Exercise 11: "O(1) Dictionary Merge"¶
Claim: Merging two dictionaries is O(1).
Python¶
# BUG: Claims O(1) but is actually O(n + m)
def merge_dicts(a, b):
return {**a, **b} # Creates new dict, copies all entries
Go¶
// BUG: Claims O(1) but is actually O(n + m)
func mergeMaps(a, b map[string]int) map[string]int {
result := make(map[string]int)
for k, v := range a {
result[k] = v
}
for k, v := range b {
result[k] = v
}
return result
}
Java¶
// BUG: Claims O(1) but is actually O(n + m)
static Map<String, Integer> mergeMaps(Map<String, Integer> a, Map<String, Integer> b) {
Map<String, Integer> result = new HashMap<>(a);
result.putAll(b);
return result;
}
Bug: Merging copies all entries from both maps: O(|a| + |b|).
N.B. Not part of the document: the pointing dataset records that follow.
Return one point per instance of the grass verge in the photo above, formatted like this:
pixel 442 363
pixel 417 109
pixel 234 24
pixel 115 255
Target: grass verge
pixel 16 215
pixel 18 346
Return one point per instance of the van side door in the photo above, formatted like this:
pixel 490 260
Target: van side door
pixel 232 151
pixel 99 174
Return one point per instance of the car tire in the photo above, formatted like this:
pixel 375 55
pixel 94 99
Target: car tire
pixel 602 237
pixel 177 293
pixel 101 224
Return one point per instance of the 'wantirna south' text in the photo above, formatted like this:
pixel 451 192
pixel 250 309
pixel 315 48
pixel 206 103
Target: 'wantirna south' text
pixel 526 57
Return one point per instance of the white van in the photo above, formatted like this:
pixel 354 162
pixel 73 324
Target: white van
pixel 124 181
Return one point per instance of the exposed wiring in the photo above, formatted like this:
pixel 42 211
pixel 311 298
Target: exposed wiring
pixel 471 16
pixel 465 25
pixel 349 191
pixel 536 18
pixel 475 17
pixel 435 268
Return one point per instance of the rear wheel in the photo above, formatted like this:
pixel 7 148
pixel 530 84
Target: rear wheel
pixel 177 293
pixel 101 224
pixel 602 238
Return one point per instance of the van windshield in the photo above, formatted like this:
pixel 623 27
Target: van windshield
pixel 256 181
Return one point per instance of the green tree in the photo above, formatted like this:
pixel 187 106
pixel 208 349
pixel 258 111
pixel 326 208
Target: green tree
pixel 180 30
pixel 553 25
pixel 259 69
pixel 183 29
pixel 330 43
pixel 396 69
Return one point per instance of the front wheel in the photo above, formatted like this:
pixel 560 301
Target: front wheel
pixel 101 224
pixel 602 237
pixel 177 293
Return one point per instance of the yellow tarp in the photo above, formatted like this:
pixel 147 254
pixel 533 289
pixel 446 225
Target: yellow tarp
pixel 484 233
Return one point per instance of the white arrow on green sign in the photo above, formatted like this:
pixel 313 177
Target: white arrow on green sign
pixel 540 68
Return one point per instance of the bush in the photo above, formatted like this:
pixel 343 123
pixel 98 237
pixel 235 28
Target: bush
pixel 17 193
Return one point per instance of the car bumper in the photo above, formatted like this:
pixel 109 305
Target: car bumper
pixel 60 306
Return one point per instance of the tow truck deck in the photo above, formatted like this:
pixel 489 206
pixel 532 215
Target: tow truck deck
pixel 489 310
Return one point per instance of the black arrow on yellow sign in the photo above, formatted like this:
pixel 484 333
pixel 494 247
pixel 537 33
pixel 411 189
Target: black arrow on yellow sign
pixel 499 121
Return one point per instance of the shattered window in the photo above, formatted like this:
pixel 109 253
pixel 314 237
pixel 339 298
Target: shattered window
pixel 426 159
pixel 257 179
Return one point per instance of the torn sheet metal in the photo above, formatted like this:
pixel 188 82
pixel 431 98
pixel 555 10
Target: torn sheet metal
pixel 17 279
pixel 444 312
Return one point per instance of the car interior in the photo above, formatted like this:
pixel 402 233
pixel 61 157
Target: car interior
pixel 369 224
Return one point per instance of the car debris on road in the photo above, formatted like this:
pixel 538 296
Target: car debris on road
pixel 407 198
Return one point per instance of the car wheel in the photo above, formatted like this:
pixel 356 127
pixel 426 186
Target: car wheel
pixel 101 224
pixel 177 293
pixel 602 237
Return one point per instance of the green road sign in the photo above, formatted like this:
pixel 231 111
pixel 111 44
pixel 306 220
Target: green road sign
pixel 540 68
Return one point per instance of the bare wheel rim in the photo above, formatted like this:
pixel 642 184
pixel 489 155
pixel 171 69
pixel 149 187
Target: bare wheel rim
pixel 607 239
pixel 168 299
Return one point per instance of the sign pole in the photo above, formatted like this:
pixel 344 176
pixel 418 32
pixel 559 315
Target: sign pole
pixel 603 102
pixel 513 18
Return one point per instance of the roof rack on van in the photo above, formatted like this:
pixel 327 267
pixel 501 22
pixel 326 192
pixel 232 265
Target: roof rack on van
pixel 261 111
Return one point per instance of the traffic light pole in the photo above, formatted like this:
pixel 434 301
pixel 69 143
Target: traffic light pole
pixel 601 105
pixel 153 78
Fix: There is no general O(1) merge. If you need O(1), use a layered/chained map that defers to the underlying maps on lookup (lazy merge). But each lookup then checks multiple maps.
Exercise 12: "O(1) Slice Reversal"¶
Claim: Reversing a slice is O(1) because it is "just swapping pointers."
Go¶
// BUG: Claims O(1) but is actually O(n)
func reverse(arr []int) {
for i, j := 0, len(arr)-1; i < j; i, j = i+1, j-1 {
arr[i], arr[j] = arr[j], arr[i] // O(1) per swap, but n/2 swaps
}
}
Java¶
// BUG: Claims O(1) but is actually O(n)
static void reverse(int[] arr) {
for (int i = 0, j = arr.length - 1; i < j; i++, j--) {
int temp = arr[i];
arr[i] = arr[j];
arr[j] = temp;
}
}
Python¶
Bug: Reversing requires n/2 swaps, each O(1), for a total of O(n). Fix: If you need O(1) "reversal," use a direction flag and adjust indexing: arr[i] becomes arr[n-1-i] when reversed. This is a logical reversal without moving data.